This post is a work in progress
At ICLR 2016 there were a couple of papers on neural programmers. The architecture of these networks introduce with it many benefits. They have complex operations and have combinations of these operations while being able to successfully generalize over unknown input ranges. Both of these networks outperform sequence to sequence models in many tasks, particularly because of their ability to generalize well.
The first, the Neural Programmer (Neelakantan, et al., 2015)1, is one approach to this. The other, the Neural Programmer-Interpreter (Reed & de Freitas, 2015)2, which won best paper at ICLR 2016, can accomplish a number of very interesting tasks, but requires supervision in the form of correct programs.
The Neural Programmer, a neural network augmented with a small set of basic arithmetic and logic operations that can be trained end-to-end using backpropagation. Neural Programmer can call these augmented operations over several steps, thereby inducing compositional programs that are more complex than the built-in operations. The model learns from a weak supervision signal which is the result of execution of the correct program, hence it does not require expensive annotation of the correct program itself. The decisions of what operations to call, and what data segments to apply to are inferred by Neural Programmer.
The Neural Programmer was tested on answering questions from tables, a task which has not previously been tested by neural networks. It contains four modules:
- A question RNN that processes the input question
- A selector that assigns two probability distributions at every time step, over the set of operations and data segments
- A list of operations that the model can apply
- A history RNN that remembers the previous operations and data segments selected by the model until the current time step
The question module converts the question tokens into a distributed representation. The last hidden state of the RNN is used as the question representation. For longer questions they use a bidirectional RNN to remember the beginnings of the question better. The hidden states in this case are concatenated from the two ends for the representation.
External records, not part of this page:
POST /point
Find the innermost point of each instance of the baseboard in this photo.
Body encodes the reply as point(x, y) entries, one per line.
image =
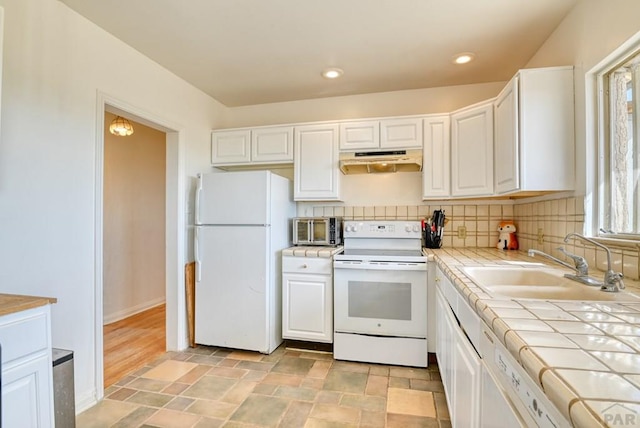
point(125, 313)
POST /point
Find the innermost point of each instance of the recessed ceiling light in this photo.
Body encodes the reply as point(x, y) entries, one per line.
point(332, 73)
point(463, 58)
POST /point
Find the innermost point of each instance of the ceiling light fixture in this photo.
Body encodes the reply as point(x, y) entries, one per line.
point(121, 127)
point(463, 58)
point(332, 73)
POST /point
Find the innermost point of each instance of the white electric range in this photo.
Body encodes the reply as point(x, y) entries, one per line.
point(380, 294)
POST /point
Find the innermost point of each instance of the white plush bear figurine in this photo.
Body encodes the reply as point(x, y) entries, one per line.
point(507, 239)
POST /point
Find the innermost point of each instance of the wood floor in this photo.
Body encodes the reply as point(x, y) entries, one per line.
point(132, 342)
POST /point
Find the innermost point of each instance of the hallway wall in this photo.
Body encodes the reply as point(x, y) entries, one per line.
point(134, 221)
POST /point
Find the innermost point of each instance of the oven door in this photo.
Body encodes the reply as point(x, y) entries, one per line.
point(379, 298)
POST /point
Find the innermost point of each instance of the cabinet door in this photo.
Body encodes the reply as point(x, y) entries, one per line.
point(401, 133)
point(230, 147)
point(472, 151)
point(315, 167)
point(444, 348)
point(506, 142)
point(307, 309)
point(496, 410)
point(436, 160)
point(27, 394)
point(359, 135)
point(273, 144)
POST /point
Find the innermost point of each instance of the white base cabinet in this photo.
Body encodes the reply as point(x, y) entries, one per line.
point(307, 293)
point(27, 374)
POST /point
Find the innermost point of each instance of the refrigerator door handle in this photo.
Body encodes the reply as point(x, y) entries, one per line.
point(198, 192)
point(196, 251)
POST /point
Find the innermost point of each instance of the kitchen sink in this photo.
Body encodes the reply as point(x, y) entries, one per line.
point(539, 283)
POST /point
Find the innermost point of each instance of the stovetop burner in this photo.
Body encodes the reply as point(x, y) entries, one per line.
point(382, 241)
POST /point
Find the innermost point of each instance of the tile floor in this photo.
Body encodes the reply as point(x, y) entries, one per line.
point(213, 387)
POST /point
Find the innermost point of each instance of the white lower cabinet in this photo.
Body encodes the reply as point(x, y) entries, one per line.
point(27, 374)
point(495, 409)
point(307, 293)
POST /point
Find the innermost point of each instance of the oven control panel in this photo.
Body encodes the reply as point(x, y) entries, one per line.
point(382, 229)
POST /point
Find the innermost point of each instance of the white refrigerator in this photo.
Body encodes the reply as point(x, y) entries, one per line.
point(242, 225)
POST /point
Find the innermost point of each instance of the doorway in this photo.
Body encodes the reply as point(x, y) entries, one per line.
point(174, 227)
point(134, 201)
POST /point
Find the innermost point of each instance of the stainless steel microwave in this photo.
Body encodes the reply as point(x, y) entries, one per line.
point(317, 231)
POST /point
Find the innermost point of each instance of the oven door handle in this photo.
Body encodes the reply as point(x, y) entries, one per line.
point(343, 264)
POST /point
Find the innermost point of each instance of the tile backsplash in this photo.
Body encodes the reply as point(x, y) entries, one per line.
point(541, 225)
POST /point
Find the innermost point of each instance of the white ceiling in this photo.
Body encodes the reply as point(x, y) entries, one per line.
point(244, 52)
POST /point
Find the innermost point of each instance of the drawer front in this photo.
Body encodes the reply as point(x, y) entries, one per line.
point(23, 333)
point(307, 265)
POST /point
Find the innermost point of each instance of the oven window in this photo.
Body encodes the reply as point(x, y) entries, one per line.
point(380, 300)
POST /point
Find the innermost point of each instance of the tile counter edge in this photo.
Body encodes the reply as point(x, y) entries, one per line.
point(12, 303)
point(564, 386)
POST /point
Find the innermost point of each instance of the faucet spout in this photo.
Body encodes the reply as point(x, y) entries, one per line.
point(533, 252)
point(612, 280)
point(581, 268)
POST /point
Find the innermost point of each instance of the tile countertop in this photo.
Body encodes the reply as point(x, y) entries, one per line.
point(302, 251)
point(11, 303)
point(584, 355)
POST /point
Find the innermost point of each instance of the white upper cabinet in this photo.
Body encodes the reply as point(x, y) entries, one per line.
point(272, 144)
point(472, 150)
point(315, 167)
point(264, 145)
point(359, 135)
point(230, 147)
point(534, 126)
point(436, 159)
point(506, 142)
point(403, 133)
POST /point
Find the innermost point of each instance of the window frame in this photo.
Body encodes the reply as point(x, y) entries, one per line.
point(603, 175)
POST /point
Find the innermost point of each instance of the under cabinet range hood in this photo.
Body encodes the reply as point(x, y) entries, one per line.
point(381, 161)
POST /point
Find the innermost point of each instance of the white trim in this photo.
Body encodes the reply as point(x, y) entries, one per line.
point(595, 134)
point(176, 336)
point(128, 312)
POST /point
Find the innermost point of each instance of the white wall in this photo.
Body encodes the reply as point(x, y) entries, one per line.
point(409, 102)
point(374, 189)
point(55, 65)
point(592, 30)
point(134, 221)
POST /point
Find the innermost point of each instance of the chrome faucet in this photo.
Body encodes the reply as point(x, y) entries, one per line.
point(581, 267)
point(533, 252)
point(612, 280)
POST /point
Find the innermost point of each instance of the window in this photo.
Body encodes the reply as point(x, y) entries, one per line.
point(620, 167)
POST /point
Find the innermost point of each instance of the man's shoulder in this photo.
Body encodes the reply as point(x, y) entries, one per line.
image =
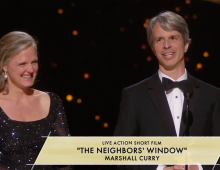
point(206, 86)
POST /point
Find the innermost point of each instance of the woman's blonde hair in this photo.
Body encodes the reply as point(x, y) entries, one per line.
point(10, 45)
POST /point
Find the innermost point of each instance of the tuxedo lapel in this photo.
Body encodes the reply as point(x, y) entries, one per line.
point(193, 101)
point(158, 97)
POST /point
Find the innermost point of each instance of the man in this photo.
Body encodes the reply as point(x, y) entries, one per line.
point(148, 109)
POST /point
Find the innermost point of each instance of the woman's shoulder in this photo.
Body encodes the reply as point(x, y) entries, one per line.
point(48, 96)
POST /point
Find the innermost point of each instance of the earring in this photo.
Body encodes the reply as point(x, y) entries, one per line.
point(5, 75)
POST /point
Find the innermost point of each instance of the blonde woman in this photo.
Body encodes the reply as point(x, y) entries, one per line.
point(26, 114)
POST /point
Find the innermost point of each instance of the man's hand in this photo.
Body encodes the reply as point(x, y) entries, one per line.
point(193, 167)
point(182, 167)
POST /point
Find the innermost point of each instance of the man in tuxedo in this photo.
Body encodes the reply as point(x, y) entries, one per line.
point(153, 108)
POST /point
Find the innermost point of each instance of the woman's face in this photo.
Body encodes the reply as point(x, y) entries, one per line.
point(22, 69)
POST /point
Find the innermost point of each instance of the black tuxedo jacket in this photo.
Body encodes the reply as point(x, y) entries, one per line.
point(144, 111)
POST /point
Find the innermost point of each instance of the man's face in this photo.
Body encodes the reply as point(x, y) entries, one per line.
point(169, 48)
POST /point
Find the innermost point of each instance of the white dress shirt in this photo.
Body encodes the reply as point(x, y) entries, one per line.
point(175, 100)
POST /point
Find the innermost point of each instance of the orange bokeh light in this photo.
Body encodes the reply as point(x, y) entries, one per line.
point(69, 97)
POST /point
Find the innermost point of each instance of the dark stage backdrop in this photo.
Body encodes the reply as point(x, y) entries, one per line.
point(92, 49)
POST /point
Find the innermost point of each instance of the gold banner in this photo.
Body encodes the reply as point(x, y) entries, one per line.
point(129, 150)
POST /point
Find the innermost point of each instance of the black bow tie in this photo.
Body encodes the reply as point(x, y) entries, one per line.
point(185, 85)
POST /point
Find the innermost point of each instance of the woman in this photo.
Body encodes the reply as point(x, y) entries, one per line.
point(26, 114)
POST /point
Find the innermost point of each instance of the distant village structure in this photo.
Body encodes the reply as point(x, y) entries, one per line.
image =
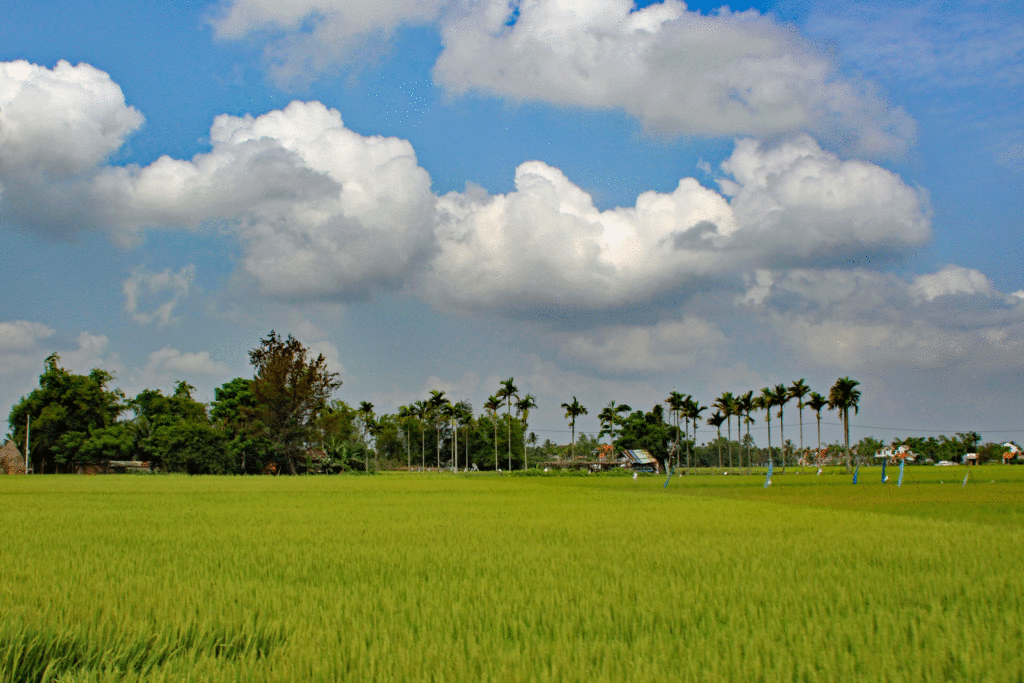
point(11, 461)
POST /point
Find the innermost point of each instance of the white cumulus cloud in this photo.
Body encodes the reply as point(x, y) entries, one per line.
point(322, 211)
point(547, 246)
point(153, 296)
point(56, 127)
point(684, 72)
point(317, 34)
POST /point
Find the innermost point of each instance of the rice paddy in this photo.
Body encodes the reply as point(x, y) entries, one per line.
point(481, 578)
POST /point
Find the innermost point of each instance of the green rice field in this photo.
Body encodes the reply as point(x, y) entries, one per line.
point(418, 577)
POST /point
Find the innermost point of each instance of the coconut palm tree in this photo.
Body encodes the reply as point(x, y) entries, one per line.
point(374, 428)
point(493, 404)
point(421, 409)
point(464, 417)
point(437, 402)
point(765, 402)
point(798, 390)
point(676, 401)
point(727, 404)
point(573, 411)
point(716, 421)
point(692, 410)
point(522, 408)
point(780, 396)
point(695, 410)
point(842, 397)
point(450, 412)
point(745, 404)
point(406, 413)
point(507, 393)
point(367, 415)
point(816, 402)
The selector produces two probability distributions at every time step: one probability distribution over the set of operations and another probability distribution over the set of columns. Operation selection is performed with a softmax over the matrix storing the representations of the operations and parameter matrix of the operation selector that produces the probability distributions. Data selection is performed with a softmax over the matrix storing the representations of the column names and the parameter matrix of the column selector that produces the probability distribution.
The model supports two types of outputs:
- scalar output (Ex: Sum of elements in column C)
- list of items (i.e. table lookup) (Ex: Print elements in column A that are greater than 50.)
The outputs have access to the outputs of the model at every timestep enabling it to build powerful compositional programs.
The history RNN module keeps track of the previous operations and data segments the selector module chose by encoding the information into the hidden vector of the module at time step t. The previous actions selected by the model are used to induce the probability distributions over the operations and columns.
50,000 question, data source and answer triples were used as synthetic examples to train the network. Expensive annotations are not required for the training examples and Neural Programmer doesn’t need rules to guide the program other than the given triple, making it a general framework. As a result, they claim that one only needs to define basic operations which requires human effort than previous induction techniques. The model performs very well and can generalize to unseen question templates.
The neural programmer-interpreter (NPI) — a recurrent and compositional neural network that learns to represent and execute programs. NPI has three learnable components: a task-agnostic recurrent core, a persistent key-value program memory, and domain-specific encoders that enable a single NPI to operate in multiple perceptually diverse environments with distinct affordances.
The network is trained on fully-supervised execution traces where “each program has example sequences of calls to the immediate subprograms conditioned on the input”. They claim that because these examples are so rich, the NPI can learn from, rather than training on a large number of weaker labels.
One feature of the NPI is that can learn new programs. Traditional neural network agents have difficulties with this because training on new tasks causes performance to suffer on old tasks. In NPI, the core module’s (which is an LSTM) weights are fixed. Rather, updates are made to program memory, where different programs correspond to program embeddings.
In one experiment, to evaluate generalization ability, a comparison between NPI and sequence-to-sequence models was demonstrated with the addition task. The NPI was “trained on 32 examples for problem lengths 1,…,20 generalizes with 100% accuracy to all the lengths [they] tried (up to 3000)”. The Sequence-to-sequence model (S2S-stack) was trained on twice as many examples with length over 2000, yet barely generalizes for length over five.
This is because NPI learns how to perform programs well using local information such as adding single digits or performing carries. They believe that this lack of locality for sequence-to-sequence models has a large impact on its generalization performance.
The Big Picture
Both of these new models have shown superior results on many tasks that previous model architectures couldn’t achieve. Their ability to generalize extremely well and due to fact they understand the underlying operations to solve problems. It will be exciting to see the developments in these models that generate programs. Unfortunately, there are currently no complete open source implementations of either of these works.